Here's a bit of trivia for you. What do Sweden and Australia have in common?
If you answered that they both played a pioneering role in the early days of cinema, you certainly would be correct but the judges would probably reject your answer on the grounds that the question wasn't in the history category but, rather, in current events.
And if you mentioned anything about Abba, leave the room now.
The more pertinent answer is that Australia and Sweden, along with a handful of other countries like Canada, suddenly have become the muscle men of international currency markets.
It is a situation that is likely to persist for quite some time and to which our corporations and export industries will need to adapt, for there is every indication that a major realignment in global currencies is under way.
After two frenetic years of bust and boom, global sharemarkets have paused to catch their collective breath, awaiting real economic recovery to catch up.
Volatility since has shifted to currencies. And within the past few months the accepted rules of currency trading have been, if not quite abandoned, seriously modified.
The Australian dollar has always been a heavily traded currency, largely because of its exposure to global commodity prices. Movements in those prices affect national income and traders just love an easy instrument with which to turn a buck.
With resource prices again shooting higher, attention predictably has focused Down Under.
Another major driver is interest rates. Like osmosis, money tends to flow from areas where there is surplus cash and rates are low, to areas with a shortage of cash that pay more.
Historically, Australia tends to fall into the latter category. Large amounts of capital traditionally have flowed into the country to finance our infrastructure development and our export capacity, most recently with the resources boom. Hence our traditionally higher interest rates.
The same logic applies to Canada.
So where does Sweden fit in?
The Scandinavian country is not a resource exporter and has very low interest rates, two factors that in ordinary circumstances would confine its tender to the ''exotic'' bin. And yet the krona is on the radar screens as ''currency to buy''.

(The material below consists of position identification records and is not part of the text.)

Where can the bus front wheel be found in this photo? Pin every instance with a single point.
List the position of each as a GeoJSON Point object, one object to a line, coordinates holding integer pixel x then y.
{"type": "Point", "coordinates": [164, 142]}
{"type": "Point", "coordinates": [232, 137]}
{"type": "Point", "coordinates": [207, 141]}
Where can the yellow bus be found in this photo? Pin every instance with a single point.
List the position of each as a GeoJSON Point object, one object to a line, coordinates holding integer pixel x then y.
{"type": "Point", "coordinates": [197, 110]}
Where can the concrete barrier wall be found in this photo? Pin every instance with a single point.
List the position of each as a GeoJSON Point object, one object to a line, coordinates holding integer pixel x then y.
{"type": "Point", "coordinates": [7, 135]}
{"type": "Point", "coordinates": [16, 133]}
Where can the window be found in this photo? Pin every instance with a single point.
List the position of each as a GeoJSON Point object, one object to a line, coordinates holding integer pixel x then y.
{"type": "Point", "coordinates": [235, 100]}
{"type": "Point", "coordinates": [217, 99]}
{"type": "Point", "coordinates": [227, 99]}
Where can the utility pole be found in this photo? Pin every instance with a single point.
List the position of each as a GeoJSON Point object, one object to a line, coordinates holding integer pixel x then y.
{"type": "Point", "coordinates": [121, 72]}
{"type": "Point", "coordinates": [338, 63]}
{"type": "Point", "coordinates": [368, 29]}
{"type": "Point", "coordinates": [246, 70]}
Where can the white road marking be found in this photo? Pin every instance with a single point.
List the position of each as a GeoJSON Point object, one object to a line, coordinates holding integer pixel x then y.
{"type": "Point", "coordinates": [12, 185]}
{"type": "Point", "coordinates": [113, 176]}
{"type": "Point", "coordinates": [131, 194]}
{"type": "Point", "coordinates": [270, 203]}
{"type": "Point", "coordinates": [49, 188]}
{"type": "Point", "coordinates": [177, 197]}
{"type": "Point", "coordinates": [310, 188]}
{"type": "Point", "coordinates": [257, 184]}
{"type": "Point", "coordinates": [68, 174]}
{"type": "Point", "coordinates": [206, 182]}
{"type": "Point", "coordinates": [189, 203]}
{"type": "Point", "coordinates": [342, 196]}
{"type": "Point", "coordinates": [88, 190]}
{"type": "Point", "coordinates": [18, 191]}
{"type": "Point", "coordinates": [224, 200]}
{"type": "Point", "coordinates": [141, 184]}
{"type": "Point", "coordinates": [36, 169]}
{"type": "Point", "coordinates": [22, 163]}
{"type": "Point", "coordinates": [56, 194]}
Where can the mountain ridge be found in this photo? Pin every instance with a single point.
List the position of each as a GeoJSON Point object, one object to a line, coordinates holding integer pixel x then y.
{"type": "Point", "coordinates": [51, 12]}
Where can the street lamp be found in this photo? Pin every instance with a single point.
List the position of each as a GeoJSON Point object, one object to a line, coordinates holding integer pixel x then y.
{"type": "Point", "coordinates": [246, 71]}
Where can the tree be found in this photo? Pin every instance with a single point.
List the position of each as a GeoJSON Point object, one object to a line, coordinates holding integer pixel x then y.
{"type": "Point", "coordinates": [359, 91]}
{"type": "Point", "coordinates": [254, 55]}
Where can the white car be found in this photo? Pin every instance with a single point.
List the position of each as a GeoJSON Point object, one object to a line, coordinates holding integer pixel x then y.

The reason is that since debt problems emerged in Iceland and more recently in Dubai and Greece, traders and economists are frantically re-evaluating sovereign risk and the potential for default.
Risk, an old-fashioned concept that looked to have been defeated in the noughties by the mathematical wizards that invented securitisation and credit default swaps, is now very much in vogue. Money is flowing into countries that have managed their national balance sheets, countries that have low government debt. And that's where Australia, Sweden and Canada get a large tick.
In the past few weeks the euro has tumbled and the British pound has taken a battering, and some economists are of the opinion that the British economy has been managed only marginally better than that of Greece. Huge government debt, only partly the result of the massive bail-out and stimulus packages that followed the financial crisis, has begun to weigh on investors's minds.
Not surprisingly, those crashing currencies have had the effect of boosting the Australian dollar to record highs against the euro and to levels not seen for decades against the pound.
Against the US dollar, the little Aussie battler has been hovering around the low 90s for months now. That's strong historically, at least if measured since the free float in 1983, and it is only likely to strengthen as America grapples with its ballooning national debt.
Another contributing factor to what is shaping up as an era of prolonged Aussie strength is that our trading partners appear determined to remain undervalued.
Once upon a time, a strong currency was a source of national pride as politicians strutted the globe with a ''mine is bigger than yours'' attitude. Not any more.
While many of them mouth platitudes about protecting their currencies, right now, it appears that central bankers and governments in the US and across the European Union are more than happy for them to fall.
A lower currency means better export performance and a chance to trade your way out of difficulty. Normally, you would run the risk of igniting inflation by allowing your currency to drop. But weak demand and spare global capacity should ensure that does not arise for some time.
Then of course, there is China. The powerhouse of the global economy and the back on which we now ride, China has had the yuan tied to the US dollar since mid 2008. In essence, the world's fastest growing economy has harnessed itself to the monetary policy of one of the world's sickest economies.
China has been under enormous pressure to allow the yuan to rise just as it did in 2006. And over the weekend it appeared that was about to happen, although officials later backtracked.
The cheap yuan has given China an enormous pricing advantage and helped it overtake Germany as the world's biggest exporter.
China has used the proceeds of that export boom to amass a $US2.4 trillion hoard of foreign reserves, most of it American denominated.
In recent times, however, it has been buying Australian currency and investments as it tries to diversify its foreign holdings, again helping to push up the value of our currency.
During the recent profit reporting season a host of companies blamed the strong Aussie dollar for a lacklustre earnings result, and the resources sector was the hardest hit.
They had better grow accustomed to it.